Desengane-se: o Conservadorismo e o Liberalismo possuem afinidades

 Há certo tempo foi escrito por Carlos Góes, membro fundador do Instituto Mercado Popular, um texto[1] um tanto quanto ousado, provocador, que se versa sobre um tema essencialmente polêmico, a saber, a divergência entre conservadorismo e liberalismo. Contudo, distante de ser revelador quanto a doutrina do conservadorismo, o texto acaba pecando por sua análise superficial quanto ao tema a que se propõe.

 Em muitos momentos, parece-nos que certos conceitos e visões manifestados pelo autor a respeito da doutrina conservadora não correspondem ou não a descrevem – perdem-se em lugares-comuns e equívocos singelos. O mesmo se pode dizer quanto ao liberalismo: os próprios autores citados em seu texto possuem páginas e mais páginas que evocam um comum acordo com muitos autores ditos conservadores.

 Mas, comecemos do início. Propõe Góes que “o foco fundamental dos conservadores é na tradição, nos costumes e na continuidade”, utilizando, para tanto, o famoso texto de Russel Kirk, contido em sua obra A Política da Prudência[2]. Ora, nesta mesma obra – nada modesta, nem pequena -, enfatiza o autor que o conservadorismo se trata de doutrina filosófica e política cujo principal objetivo é a conservação do edifício social e político, com os respectivos valores a ele associados, que contribuíram e nos legaram todos os benefícios, tradições e virtudes que gozamos em vida coletiva. O império da Lei, a ordem, a liberdade civil, a propriedade privada, as trocas voluntárias do comércio compõem o corolário de uma civilização por demais valiosa que precisa, sob pena de fazer desaparecer tudo aquilo pelo qual nutrimos profundo amor e veneração, ser conservada a fim de assegurar às gerações vindouras os tesouros que hoje herdamos e necessitamos conservar.

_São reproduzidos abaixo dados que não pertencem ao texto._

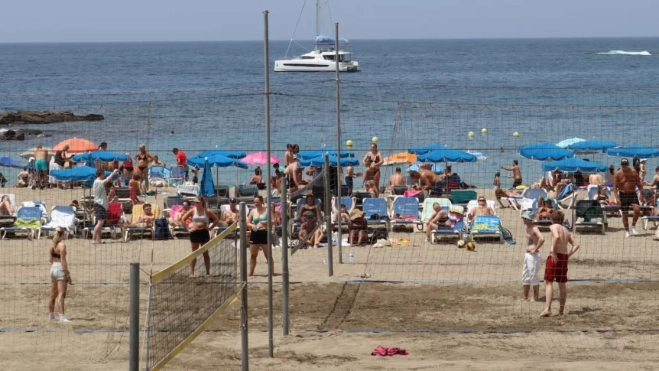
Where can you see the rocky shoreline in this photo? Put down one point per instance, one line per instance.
(38, 118)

 Por isto mesmo, por esta visão que possui em seu seio preocupação primordial com o futuro e com a herança cultural que hoje é construída, melhorada e preservada, entendem os modernos conservadores que – isto sim – a sociedade deve ser entendida como um contrato. Mas não um contrato à maneira jusnaturalista, que precede um estado de natureza teórico e fundamenta um corpo político. Um contrato tácito, silencioso, milenar, de compromissos, direitos e deveres, que compõe a um determinado povo sua identidade e a seus habitantes seu sentimento de pertença, de solidariedade, o fundamento do tecido social que une a todos a partir de uma linguagem de compreensão comum e sem o qual as individualidades dissipar-se-iam como moscas num dia quente de verão. Em suma, um contrato que tem em si um capital social e humano, cheio daquele conhecimento empírico e não “teorizável” em livros ou compêndios, que foi resultado da interação social de muitas gerações precedentes e que correspondem ás muitas soluções para problemas concretos enfrentados no passado.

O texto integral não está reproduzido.